By David McPherson, PGATOUR.COM contributor
While many people across the United States were happy winter’s embrace was loose this year, Doug Heinrichs wished Mother Nature had dropped a few more flakes.
The golf course superintendent at Montreux Golf & Country Club — where the Reno-Tahoe Open will be played this week — says the lack of snow meant spring came early and the grass suffered.
“Normally we get between six to ten feet of snow and this past year we only had four to five inches,” Heinrichs commented. “We lost a lot of turf, so we had to reseed much of the course.”
This early spring also caused the greenkeeper to turn on the irrigation taps a wee bit early, and the results were disastrous. “Many pipes and sprinkler heads broke,” Heinrichs said. “We could only do that for a bit before we had to turn the system off again.”
Water management is a big challenge since Montreux sits nearly 6,000 feet above sea level.
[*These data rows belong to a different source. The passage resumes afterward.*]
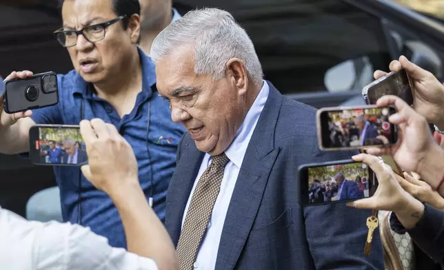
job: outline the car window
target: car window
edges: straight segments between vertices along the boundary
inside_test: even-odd
[[[284,94],[361,89],[390,63],[379,18],[341,0],[185,0],[227,9]]]
[[[390,0],[421,13],[444,19],[444,1],[443,0]]]

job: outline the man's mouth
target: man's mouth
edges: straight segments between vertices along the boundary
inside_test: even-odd
[[[81,59],[79,63],[80,63],[80,70],[83,73],[91,73],[97,66],[97,61],[90,58]]]
[[[190,132],[191,137],[194,140],[199,139],[202,136],[202,129],[203,129],[203,127],[204,126],[203,125],[199,127],[188,129],[188,132]]]

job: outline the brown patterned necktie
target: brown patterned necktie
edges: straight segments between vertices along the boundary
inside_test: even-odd
[[[225,166],[230,161],[225,153],[212,157],[211,164],[197,182],[177,245],[181,270],[191,270],[207,229],[214,202],[221,189]]]

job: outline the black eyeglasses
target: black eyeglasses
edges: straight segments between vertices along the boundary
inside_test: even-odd
[[[63,30],[63,28],[61,28],[55,31],[54,35],[59,43],[65,48],[75,46],[77,44],[77,37],[79,34],[83,35],[87,41],[91,43],[100,41],[105,39],[106,28],[122,20],[125,17],[125,15],[120,16],[105,23],[87,26],[79,30]]]

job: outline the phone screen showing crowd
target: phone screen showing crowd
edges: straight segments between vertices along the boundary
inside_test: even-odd
[[[79,128],[39,127],[39,138],[34,142],[39,163],[78,165],[88,161]]]
[[[376,185],[368,166],[353,163],[308,168],[308,205],[368,198]]]
[[[394,109],[368,108],[323,112],[324,148],[360,148],[389,145],[397,141],[396,127],[388,121]]]

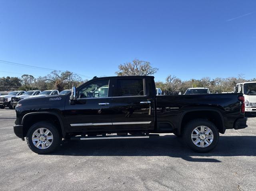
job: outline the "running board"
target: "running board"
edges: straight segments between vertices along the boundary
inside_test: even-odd
[[[107,135],[106,136],[77,136],[70,138],[71,140],[95,140],[96,139],[141,139],[158,137],[158,134],[150,134],[148,136],[134,136],[133,135]]]

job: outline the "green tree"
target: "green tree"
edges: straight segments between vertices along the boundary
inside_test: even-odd
[[[118,66],[119,71],[115,72],[118,76],[148,76],[153,75],[158,70],[151,66],[150,62],[135,59]]]

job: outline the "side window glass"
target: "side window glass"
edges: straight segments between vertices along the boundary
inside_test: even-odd
[[[113,96],[138,96],[144,95],[142,79],[118,79],[116,81],[116,84],[114,86]]]
[[[109,80],[92,82],[79,90],[78,98],[107,97],[108,96]]]

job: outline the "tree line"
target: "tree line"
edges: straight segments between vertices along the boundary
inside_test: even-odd
[[[62,91],[78,86],[87,81],[83,80],[78,75],[69,71],[54,70],[46,76],[38,78],[28,74],[24,74],[21,78],[2,77],[0,78],[0,91],[57,89]]]
[[[131,62],[120,64],[118,71],[115,73],[118,76],[152,75],[158,69],[152,67],[149,62],[135,59]],[[0,78],[0,91],[43,91],[54,89],[61,91],[78,86],[87,81],[83,80],[78,75],[69,71],[61,72],[55,70],[46,76],[38,78],[28,74],[22,75],[21,78],[2,77]],[[191,87],[208,87],[212,93],[221,93],[232,91],[237,83],[251,81],[256,81],[256,78],[246,79],[242,75],[237,77],[226,78],[204,77],[200,79],[192,79],[184,81],[170,74],[164,81],[156,81],[156,87],[161,88],[166,95],[178,92],[183,94],[188,88]]]

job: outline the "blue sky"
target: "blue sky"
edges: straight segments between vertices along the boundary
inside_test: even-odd
[[[256,1],[0,2],[0,60],[93,77],[134,58],[157,80],[256,77]],[[50,73],[0,66],[13,73],[0,77]]]

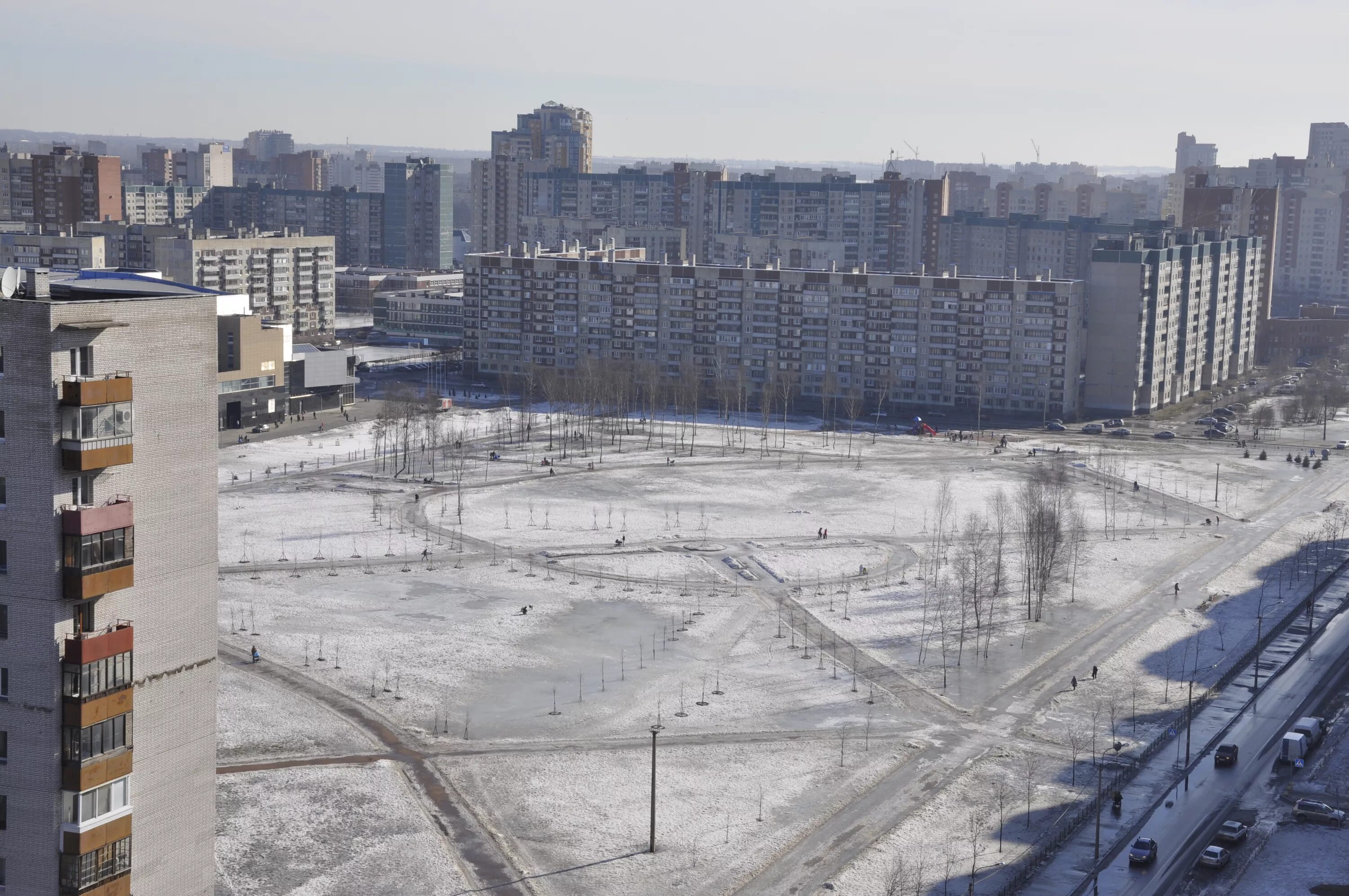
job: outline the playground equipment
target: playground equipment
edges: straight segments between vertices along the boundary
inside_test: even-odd
[[[936,430],[923,422],[921,417],[913,418],[913,426],[909,429],[911,436],[935,436]]]

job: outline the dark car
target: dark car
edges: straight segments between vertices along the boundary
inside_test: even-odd
[[[1130,865],[1149,865],[1157,861],[1157,841],[1151,837],[1140,837],[1129,847]]]

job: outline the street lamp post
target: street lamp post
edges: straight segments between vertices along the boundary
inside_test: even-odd
[[[656,726],[652,726],[652,843],[646,850],[656,851]]]

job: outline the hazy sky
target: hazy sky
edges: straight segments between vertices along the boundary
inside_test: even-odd
[[[1336,0],[4,0],[0,127],[484,148],[545,100],[596,155],[1164,165],[1349,119]]]

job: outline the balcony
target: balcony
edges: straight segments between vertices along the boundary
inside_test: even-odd
[[[101,507],[62,507],[66,598],[88,600],[135,584],[136,541],[131,521],[127,498],[115,498]]]
[[[131,374],[119,370],[104,376],[66,376],[61,382],[61,403],[84,408],[131,401]]]
[[[125,378],[125,383],[130,394],[131,378]],[[81,390],[88,385],[80,383]],[[62,397],[62,403],[61,460],[66,470],[101,470],[132,461],[134,412],[130,401],[74,405]]]

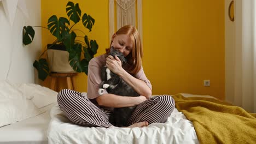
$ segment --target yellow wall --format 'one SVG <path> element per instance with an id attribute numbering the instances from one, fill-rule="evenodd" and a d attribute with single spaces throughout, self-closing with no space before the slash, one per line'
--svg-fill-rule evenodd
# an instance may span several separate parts
<path id="1" fill-rule="evenodd" d="M 42 25 L 53 14 L 65 16 L 67 2 L 42 1 Z M 103 53 L 109 44 L 108 1 L 72 2 L 95 19 L 89 35 L 99 44 L 97 55 Z M 154 94 L 188 93 L 224 99 L 224 1 L 143 1 L 143 67 Z M 51 41 L 45 31 L 43 45 Z M 204 87 L 203 80 L 210 80 L 211 87 Z M 75 80 L 76 90 L 86 91 L 87 76 L 80 74 Z"/>

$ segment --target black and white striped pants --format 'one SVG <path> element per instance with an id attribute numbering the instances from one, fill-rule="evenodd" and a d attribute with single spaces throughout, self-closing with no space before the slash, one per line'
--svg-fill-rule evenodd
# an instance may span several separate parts
<path id="1" fill-rule="evenodd" d="M 106 128 L 112 126 L 108 121 L 110 111 L 99 108 L 80 92 L 62 89 L 58 93 L 57 101 L 66 116 L 76 124 Z M 170 95 L 152 97 L 137 106 L 128 121 L 128 125 L 143 121 L 149 124 L 165 123 L 174 106 L 174 100 Z"/>

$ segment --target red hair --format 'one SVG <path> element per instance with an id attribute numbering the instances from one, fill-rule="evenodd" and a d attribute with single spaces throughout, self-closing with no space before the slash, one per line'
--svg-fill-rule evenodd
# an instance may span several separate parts
<path id="1" fill-rule="evenodd" d="M 135 75 L 141 69 L 143 56 L 139 34 L 137 29 L 131 25 L 126 25 L 121 27 L 115 34 L 129 35 L 132 41 L 132 49 L 129 55 L 125 57 L 127 63 L 127 64 L 124 65 L 124 68 L 128 73 Z M 112 42 L 113 41 L 111 41 L 110 46 Z M 108 54 L 110 52 L 110 49 L 106 49 L 106 52 Z"/>

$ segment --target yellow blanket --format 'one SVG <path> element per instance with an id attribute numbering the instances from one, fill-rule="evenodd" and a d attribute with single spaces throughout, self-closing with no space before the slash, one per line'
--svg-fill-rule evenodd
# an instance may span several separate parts
<path id="1" fill-rule="evenodd" d="M 256 143 L 256 115 L 214 99 L 172 96 L 201 143 Z"/>

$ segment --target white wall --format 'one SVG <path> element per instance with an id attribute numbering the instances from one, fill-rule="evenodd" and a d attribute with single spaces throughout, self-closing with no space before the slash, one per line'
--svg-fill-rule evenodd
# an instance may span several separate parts
<path id="1" fill-rule="evenodd" d="M 22 29 L 24 26 L 41 25 L 40 1 L 18 0 L 26 5 L 28 17 L 15 7 L 12 26 L 4 9 L 4 1 L 9 0 L 0 1 L 0 80 L 39 83 L 33 63 L 42 49 L 41 29 L 35 29 L 33 42 L 26 46 L 22 44 Z"/>
<path id="2" fill-rule="evenodd" d="M 232 0 L 225 0 L 225 95 L 226 100 L 234 101 L 235 92 L 235 22 L 229 20 L 228 8 Z M 236 17 L 235 19 L 237 18 Z M 235 21 L 237 20 L 235 19 Z"/>

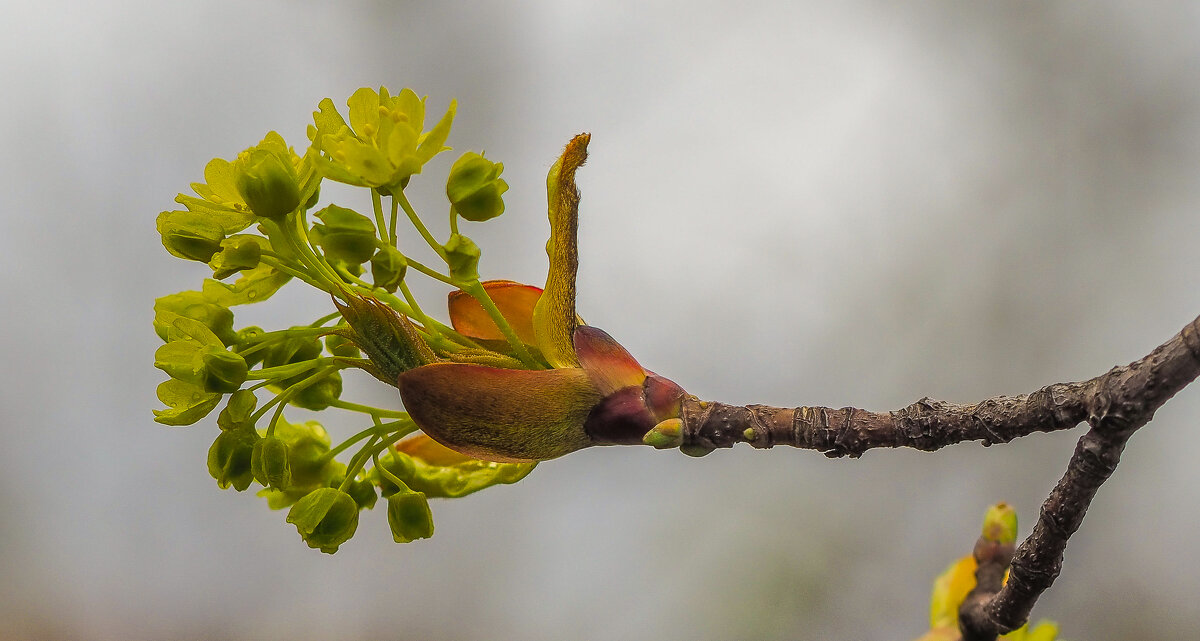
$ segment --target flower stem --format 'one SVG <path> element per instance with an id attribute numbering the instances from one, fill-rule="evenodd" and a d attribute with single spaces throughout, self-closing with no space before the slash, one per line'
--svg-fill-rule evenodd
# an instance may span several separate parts
<path id="1" fill-rule="evenodd" d="M 437 252 L 437 254 L 444 260 L 446 257 L 445 248 L 443 248 L 442 245 L 433 239 L 433 234 L 430 233 L 430 230 L 425 227 L 425 223 L 421 222 L 421 217 L 416 215 L 415 210 L 413 210 L 413 204 L 409 203 L 408 197 L 404 196 L 404 190 L 392 190 L 391 197 L 400 203 L 401 209 L 404 210 L 409 222 L 412 222 L 413 227 L 415 227 L 418 233 L 421 234 L 421 238 L 424 238 L 425 241 L 428 242 L 430 247 L 432 247 L 433 251 Z"/>
<path id="2" fill-rule="evenodd" d="M 534 360 L 534 358 L 529 354 L 529 351 L 526 349 L 524 343 L 522 343 L 521 339 L 517 337 L 517 333 L 512 330 L 512 327 L 509 325 L 504 314 L 500 313 L 499 307 L 497 307 L 496 302 L 492 301 L 492 296 L 487 295 L 487 290 L 484 289 L 484 284 L 476 280 L 467 283 L 460 283 L 458 287 L 484 306 L 484 311 L 486 311 L 487 316 L 492 318 L 496 327 L 500 329 L 500 334 L 503 334 L 504 339 L 509 341 L 509 347 L 511 347 L 512 353 L 521 359 L 521 363 L 524 363 L 529 367 L 538 367 L 538 361 Z"/>
<path id="3" fill-rule="evenodd" d="M 373 418 L 385 417 L 389 419 L 407 419 L 408 412 L 402 412 L 400 409 L 383 409 L 382 407 L 372 407 L 368 405 L 352 403 L 350 401 L 343 401 L 341 399 L 334 400 L 329 403 L 330 407 L 336 407 L 338 409 L 346 409 L 347 412 L 361 412 L 364 414 L 370 414 Z"/>

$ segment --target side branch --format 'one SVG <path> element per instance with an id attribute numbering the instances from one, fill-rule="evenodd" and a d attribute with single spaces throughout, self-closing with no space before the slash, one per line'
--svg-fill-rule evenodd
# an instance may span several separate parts
<path id="1" fill-rule="evenodd" d="M 964 441 L 1008 443 L 1033 432 L 1067 430 L 1087 420 L 1136 430 L 1154 409 L 1200 375 L 1200 318 L 1145 358 L 1082 383 L 1055 383 L 1032 394 L 974 405 L 922 399 L 895 412 L 853 407 L 779 408 L 701 401 L 683 403 L 683 449 L 707 454 L 746 442 L 791 445 L 826 456 L 860 456 L 872 448 L 932 451 Z"/>

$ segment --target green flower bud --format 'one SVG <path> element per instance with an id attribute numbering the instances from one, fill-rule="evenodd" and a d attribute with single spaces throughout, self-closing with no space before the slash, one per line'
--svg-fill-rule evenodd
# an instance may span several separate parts
<path id="1" fill-rule="evenodd" d="M 292 160 L 265 149 L 252 149 L 234 163 L 235 185 L 250 210 L 280 220 L 300 206 L 300 182 Z"/>
<path id="2" fill-rule="evenodd" d="M 162 246 L 186 260 L 208 263 L 224 238 L 221 226 L 198 211 L 163 211 L 157 224 Z"/>
<path id="3" fill-rule="evenodd" d="M 229 236 L 221 241 L 221 251 L 212 254 L 209 266 L 212 277 L 224 278 L 244 269 L 254 269 L 263 256 L 265 240 L 252 235 Z"/>
<path id="4" fill-rule="evenodd" d="M 374 484 L 366 479 L 352 480 L 346 487 L 346 491 L 352 498 L 354 498 L 354 503 L 356 503 L 361 510 L 370 510 L 374 507 L 376 501 L 379 499 L 379 495 L 376 493 L 374 490 Z"/>
<path id="5" fill-rule="evenodd" d="M 354 341 L 342 336 L 341 334 L 330 334 L 325 336 L 325 349 L 335 357 L 342 357 L 348 359 L 356 359 L 362 355 L 359 351 L 359 346 L 354 345 Z"/>
<path id="6" fill-rule="evenodd" d="M 319 202 L 320 202 L 320 182 L 318 182 L 317 187 L 312 190 L 312 196 L 310 196 L 308 199 L 305 202 L 304 208 L 312 209 L 317 206 L 317 203 Z"/>
<path id="7" fill-rule="evenodd" d="M 504 164 L 468 151 L 455 161 L 446 179 L 446 198 L 460 216 L 481 222 L 504 214 L 502 196 L 509 184 L 502 180 Z"/>
<path id="8" fill-rule="evenodd" d="M 316 216 L 324 224 L 312 226 L 312 238 L 326 258 L 344 265 L 361 265 L 371 259 L 376 248 L 371 218 L 337 205 L 329 205 Z"/>
<path id="9" fill-rule="evenodd" d="M 289 383 L 284 382 L 284 383 Z M 313 412 L 320 412 L 328 408 L 342 395 L 342 375 L 337 372 L 330 372 L 328 376 L 311 383 L 308 387 L 298 391 L 292 400 L 288 401 L 296 407 L 302 407 L 305 409 L 312 409 Z"/>
<path id="10" fill-rule="evenodd" d="M 203 323 L 226 346 L 238 342 L 238 334 L 233 330 L 233 312 L 224 305 L 212 302 L 200 292 L 180 292 L 155 299 L 154 311 L 154 329 L 163 341 L 170 340 L 172 325 L 166 317 L 169 313 L 178 313 Z"/>
<path id="11" fill-rule="evenodd" d="M 401 372 L 438 360 L 412 320 L 379 300 L 350 295 L 344 304 L 335 299 L 334 305 L 350 325 L 346 336 L 370 359 L 362 369 L 379 381 L 396 385 Z"/>
<path id="12" fill-rule="evenodd" d="M 192 383 L 175 378 L 158 385 L 157 394 L 167 409 L 155 409 L 154 420 L 163 425 L 191 425 L 221 403 L 220 394 L 205 393 Z"/>
<path id="13" fill-rule="evenodd" d="M 320 355 L 320 340 L 313 336 L 292 336 L 266 351 L 263 367 L 304 363 Z"/>
<path id="14" fill-rule="evenodd" d="M 308 547 L 332 555 L 358 529 L 359 505 L 341 490 L 320 487 L 292 505 L 288 522 L 296 526 Z"/>
<path id="15" fill-rule="evenodd" d="M 254 451 L 258 433 L 253 430 L 233 430 L 221 432 L 209 448 L 209 474 L 217 480 L 222 490 L 233 486 L 241 492 L 254 480 L 250 469 L 250 460 Z"/>
<path id="16" fill-rule="evenodd" d="M 342 465 L 325 456 L 330 445 L 329 433 L 319 423 L 288 423 L 281 417 L 275 424 L 274 436 L 288 445 L 293 490 L 328 486 L 342 473 Z"/>
<path id="17" fill-rule="evenodd" d="M 202 357 L 204 361 L 204 390 L 228 394 L 238 391 L 246 382 L 246 359 L 233 352 L 209 348 Z"/>
<path id="18" fill-rule="evenodd" d="M 1016 510 L 1008 503 L 988 508 L 983 517 L 983 538 L 1004 545 L 1016 543 Z"/>
<path id="19" fill-rule="evenodd" d="M 433 535 L 433 514 L 422 492 L 397 492 L 388 497 L 388 526 L 396 543 Z"/>
<path id="20" fill-rule="evenodd" d="M 446 252 L 446 264 L 450 266 L 452 280 L 458 282 L 479 280 L 479 246 L 475 241 L 462 234 L 450 234 L 450 240 L 442 247 Z"/>
<path id="21" fill-rule="evenodd" d="M 217 414 L 217 427 L 223 431 L 253 430 L 254 425 L 250 423 L 250 417 L 254 413 L 257 405 L 258 399 L 248 389 L 240 389 L 230 394 L 224 409 Z"/>
<path id="22" fill-rule="evenodd" d="M 265 334 L 265 331 L 263 331 L 263 328 L 257 325 L 251 325 L 248 328 L 241 328 L 238 330 L 236 340 L 234 341 L 236 347 L 234 347 L 234 351 L 241 354 L 241 358 L 246 360 L 246 366 L 248 367 L 258 365 L 259 363 L 263 361 L 264 358 L 266 358 L 268 354 L 266 349 L 256 349 L 251 352 L 250 355 L 246 355 L 246 352 L 248 352 L 251 347 L 258 345 L 259 337 L 263 334 Z"/>
<path id="23" fill-rule="evenodd" d="M 258 439 L 250 456 L 250 471 L 263 487 L 287 490 L 292 485 L 288 444 L 274 436 Z"/>
<path id="24" fill-rule="evenodd" d="M 396 247 L 385 245 L 371 257 L 371 280 L 389 293 L 396 292 L 407 270 L 408 259 Z"/>

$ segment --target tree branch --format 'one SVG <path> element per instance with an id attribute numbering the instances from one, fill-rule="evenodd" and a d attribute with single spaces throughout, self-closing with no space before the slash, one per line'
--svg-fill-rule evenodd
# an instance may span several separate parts
<path id="1" fill-rule="evenodd" d="M 871 448 L 936 450 L 964 441 L 1007 443 L 1086 420 L 1091 429 L 1079 439 L 1067 472 L 1015 555 L 997 549 L 980 558 L 976 549 L 978 583 L 959 611 L 959 627 L 964 641 L 995 641 L 1028 619 L 1033 604 L 1058 576 L 1068 539 L 1100 485 L 1116 471 L 1129 437 L 1198 375 L 1200 318 L 1145 358 L 1091 381 L 1057 383 L 974 405 L 922 399 L 883 414 L 853 407 L 742 407 L 689 397 L 683 406 L 682 449 L 702 455 L 744 441 L 756 448 L 782 444 L 826 456 L 859 456 Z M 1002 583 L 1004 568 L 1009 576 Z"/>
<path id="2" fill-rule="evenodd" d="M 688 397 L 682 449 L 702 455 L 745 442 L 755 448 L 791 445 L 830 457 L 856 457 L 872 448 L 932 451 L 964 441 L 1008 443 L 1033 432 L 1068 430 L 1085 420 L 1093 427 L 1103 423 L 1106 433 L 1121 432 L 1140 418 L 1148 421 L 1154 409 L 1198 375 L 1200 318 L 1145 358 L 1091 381 L 1055 383 L 1032 394 L 995 396 L 974 405 L 926 397 L 880 413 L 853 407 L 736 406 Z"/>

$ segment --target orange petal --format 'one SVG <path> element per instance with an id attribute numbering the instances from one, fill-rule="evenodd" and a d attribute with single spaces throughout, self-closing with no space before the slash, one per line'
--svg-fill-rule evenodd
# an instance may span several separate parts
<path id="1" fill-rule="evenodd" d="M 646 370 L 608 333 L 580 325 L 575 328 L 572 337 L 580 366 L 600 394 L 607 396 L 622 388 L 642 387 Z"/>
<path id="2" fill-rule="evenodd" d="M 541 288 L 514 281 L 485 281 L 482 286 L 517 339 L 523 343 L 535 345 L 533 307 L 541 296 Z M 504 341 L 500 328 L 496 327 L 492 317 L 470 294 L 455 289 L 450 292 L 449 305 L 450 324 L 458 334 L 480 341 Z"/>
<path id="3" fill-rule="evenodd" d="M 544 461 L 592 444 L 600 394 L 580 369 L 500 370 L 437 363 L 400 376 L 404 409 L 425 433 L 474 459 Z"/>
<path id="4" fill-rule="evenodd" d="M 420 459 L 431 466 L 450 467 L 470 461 L 469 457 L 433 441 L 430 435 L 413 435 L 396 443 L 396 451 L 402 451 L 413 459 Z"/>

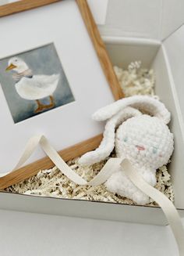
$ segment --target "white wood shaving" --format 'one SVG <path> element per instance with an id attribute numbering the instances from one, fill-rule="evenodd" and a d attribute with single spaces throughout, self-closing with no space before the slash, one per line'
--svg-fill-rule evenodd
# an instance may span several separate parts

The course relies on a mountain creek for its water, and this year the creek is at the lowest levels Heinrichs has ever seen.
“There are definitely restrictions there,” he said, about the lack of H2O. “We haven’t had to cut back yet to the point where we are losing turf, but we’ve had to be more prudent than ever managing our water. As the summer has progressed, it’s starting to get a little more regulated.”
The unpredictability of Mother Nature also made regulating the greens at Montreux difficult; the result is a lot of the Poa annua died. “The greens and fairways took a beating,” Heinrichs said. “That was a bit of a challenge, but we got it all back in shape over the past couple of months.”
Besides this tough start to 2012 for the turf boss, Heinrichs — who has led the team at Monteux Golf & Country Club for the past 14 years — says there have been no other major issues. “We have pretty good standards on the course already, so unlike some clubs, we don’t start prepping specifically for the TOUR until 10 days before … that’s when we start dialing things in.”
Dialing things in means more fertilizer treatments and extra grooming around Montreux’ 62 traps.
“We fly mow all our bunker faces shorter around the greens and fairways so the ball will roll into them and not get caught up on the deep faces,” Heinrichs said. “We usually leave the grass long on the backside of the bunkers, so that a poorly hit shot may end up on a bunker face.”
Irrigating at the right times to make sure there are no wet spots is the only other major concern leading up to the TOUR’s pit stop in Nevada.
“You want to give it just enough water to get through the day,” Heinrichs said. “At the end of the day, the course should be under stress where you see everything wilting a little bit, while at the start of the day, everything looks really sharp.
“We’ve got it there right now. We are seeing a lot of wilt at the end of the day and no wet spots in the morning.”